Jewish World Review June 14, 2002 / 4 Tamuz 5762



The Creator helps those who help themselves



By Dr. Abraham Twerski, M.D.

http://www.jewishworldreview.com | A friend of mine who lives in New York, told me that on September 11, after she had seen the horrific scenes of the World Trade Center attack, she went out to the shelter of her backyard and began to weed her garden. This was not uncaring, cold and callous. "I felt I had to do something that I could control," she said.

To be indifferent to the plight of others is inhumane. I know my friend to be a caring and sensitive person. Her reaction of weeding her garden was not to distract her from the tragedy of the calamity that killed 3000 people.

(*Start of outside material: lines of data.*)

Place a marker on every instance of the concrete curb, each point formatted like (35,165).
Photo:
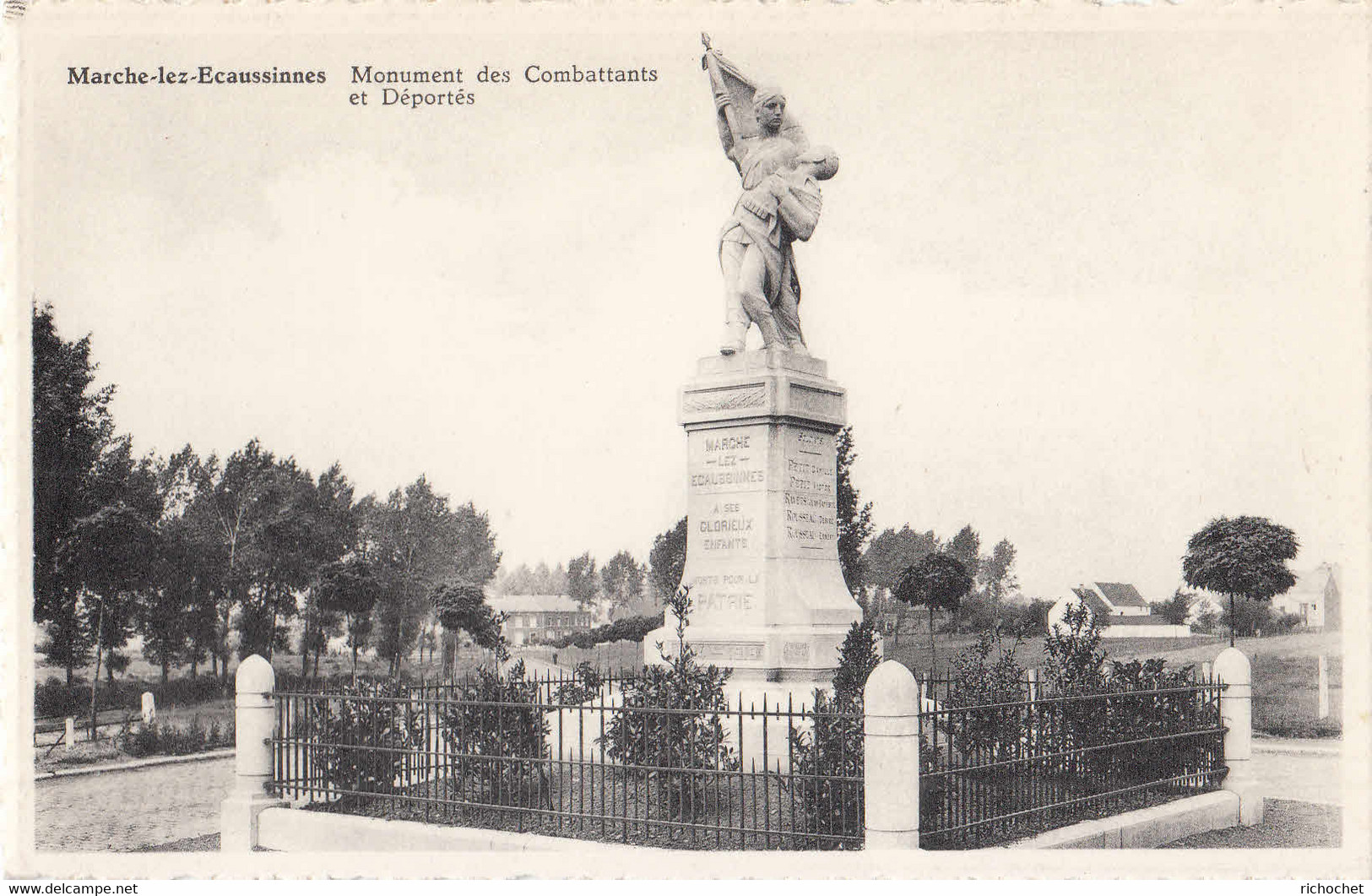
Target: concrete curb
(1143,829)
(302,830)
(1299,749)
(132,764)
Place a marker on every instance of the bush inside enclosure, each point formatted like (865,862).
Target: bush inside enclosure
(361,735)
(833,747)
(585,685)
(496,733)
(627,628)
(687,737)
(1099,737)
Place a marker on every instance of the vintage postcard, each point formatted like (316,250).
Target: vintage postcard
(686,441)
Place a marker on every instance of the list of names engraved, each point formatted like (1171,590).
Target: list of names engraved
(808,500)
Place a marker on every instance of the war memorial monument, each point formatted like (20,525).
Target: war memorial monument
(762,555)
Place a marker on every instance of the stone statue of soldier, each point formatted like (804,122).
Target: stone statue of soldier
(779,204)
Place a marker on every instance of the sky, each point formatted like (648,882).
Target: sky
(1086,290)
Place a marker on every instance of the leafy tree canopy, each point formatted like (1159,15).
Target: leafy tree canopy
(1244,555)
(854,518)
(667,560)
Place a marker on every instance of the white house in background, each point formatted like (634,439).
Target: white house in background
(1121,610)
(1315,597)
(1119,599)
(538,617)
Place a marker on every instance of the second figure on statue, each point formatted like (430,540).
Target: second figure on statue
(779,204)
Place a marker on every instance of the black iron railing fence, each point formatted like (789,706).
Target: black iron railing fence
(545,757)
(1001,771)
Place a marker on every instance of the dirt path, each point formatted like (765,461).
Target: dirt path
(127,810)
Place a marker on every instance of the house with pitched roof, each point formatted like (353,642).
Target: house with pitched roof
(540,617)
(1120,608)
(1315,597)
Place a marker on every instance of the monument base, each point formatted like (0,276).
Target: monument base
(767,592)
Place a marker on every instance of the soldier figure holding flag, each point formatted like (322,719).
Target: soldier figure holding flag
(779,204)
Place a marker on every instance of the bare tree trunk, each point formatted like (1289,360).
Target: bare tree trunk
(95,680)
(933,654)
(1233,621)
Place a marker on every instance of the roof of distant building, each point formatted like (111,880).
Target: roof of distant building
(534,604)
(1121,595)
(1136,621)
(1093,601)
(1313,581)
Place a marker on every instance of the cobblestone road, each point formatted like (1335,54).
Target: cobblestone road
(127,810)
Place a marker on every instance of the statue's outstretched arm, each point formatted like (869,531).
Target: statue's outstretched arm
(726,116)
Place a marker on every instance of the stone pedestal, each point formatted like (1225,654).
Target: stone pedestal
(762,553)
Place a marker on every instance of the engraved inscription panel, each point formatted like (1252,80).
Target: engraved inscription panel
(808,496)
(728,650)
(726,508)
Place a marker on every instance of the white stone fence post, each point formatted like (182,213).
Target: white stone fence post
(891,758)
(254,715)
(1233,669)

Rather, it was to help her re-orient herself and to help her find her bearings.

Despite the Simon and Garfunkel song: "I am a rock, I am an island" none of us can afford to see ourselves as an island. There is a famous story of a group of people traveling across a lake in a rowboat. One of the individuals took out a drill and started drilling a hole in the bottom of the bottom under his seat. The others jumped up and wrestled the drill from his hands. "Hey, you can't do that," the man with the drill shouted, "I am entitled to do whatever I want under my own seat!" The analogy is clear. Whatever we do in our shrinking global society does affect neighbors, friends, relatives and fellow employees.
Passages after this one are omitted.